Visual mechanisms of intermediate distance space perception during self-motion - Project Summary
Every day we rely on our vision to judge the absolute distances of objects around us to plan and guide our
actions, such as walking and driving. This, wayfinding, process of ascertaining one’s position and planning for
possible routes of actions cannot be accomplished without reliable perception of visual space in the intermediate
distance range (~2-25m from the observer). Thus, the broad long-term objective of this project is to uncover the
mechanisms underlying intermediate distance space perception that supports distance judgment.
Yet, less is known about the underlying mechanisms of intermediate distance space perception compared to
those of near space perception (<2m). Moreover, extant knowledge is predominantly obtained from testing static
observers, making it difficult to generalize to the more common situation where observers plan and execute self-
motion. The latter situation is more complex because self-motion is accompanied by retinal image motion of
static objects in the surrounding environment, potentially requiring the visual system to simultaneously track the
locations of all objects in the environment. The visual system also requires more processing capacity because
it has to simultaneously compute the visual space representation, explore the environment, implement motor
controls, etc. Clearly, both challenges – coding complexity and capacity limitation – could pose as potential
threats to our ability to efficiently judge absolute distances and implement actions. We hypothesize the visual
system overcomes both challenges by: (a) spatially updating the moving observer’s position using an allocentric,
world-centered spatial coordinate system for representing visual space, and (b) use spatial working memory
(spatial-image) during spatial updating. We will investigate both hypotheses in three specific aims.

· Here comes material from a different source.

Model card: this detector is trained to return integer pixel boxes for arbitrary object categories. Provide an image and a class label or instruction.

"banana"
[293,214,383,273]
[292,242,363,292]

Aim 1: Investigate the implementation of the allocentric, world-centered spatial coordinate system
Aim 2: Investigate the factors affecting the spatial updating of visual space
Aim 3: Investigate the role of spatial-image memory in visual space perception
Our psychophysical experiments will measure human behavioral responses in the real 3D environment. This
approach allows us to understand how our natural ecological niche, namely, the ground surface, both constrains
and supports space perception and action in the real world. We will test human observers’ ability to judge target
locations in impoverished visual environments under various conditions, such as while manipulating the
observers’ cognitive load (attention and memory), or available visual and idiothetic (vestibular and
proprioception) information, while they plan and/or execute self-motion (walking). The outcomes of this research
will advance the space perception literature, bridge theoretical knowledge of visual space perception and
memory-directed navigation (cognitive maps), as well as reveal the influence of vestibular and somatosensory
signals. In turn, the theoretical advancements provide insights for better understanding of intermediate distance
space perception related to eye and visual impairments and their impacts on mobility in the real 3D environment.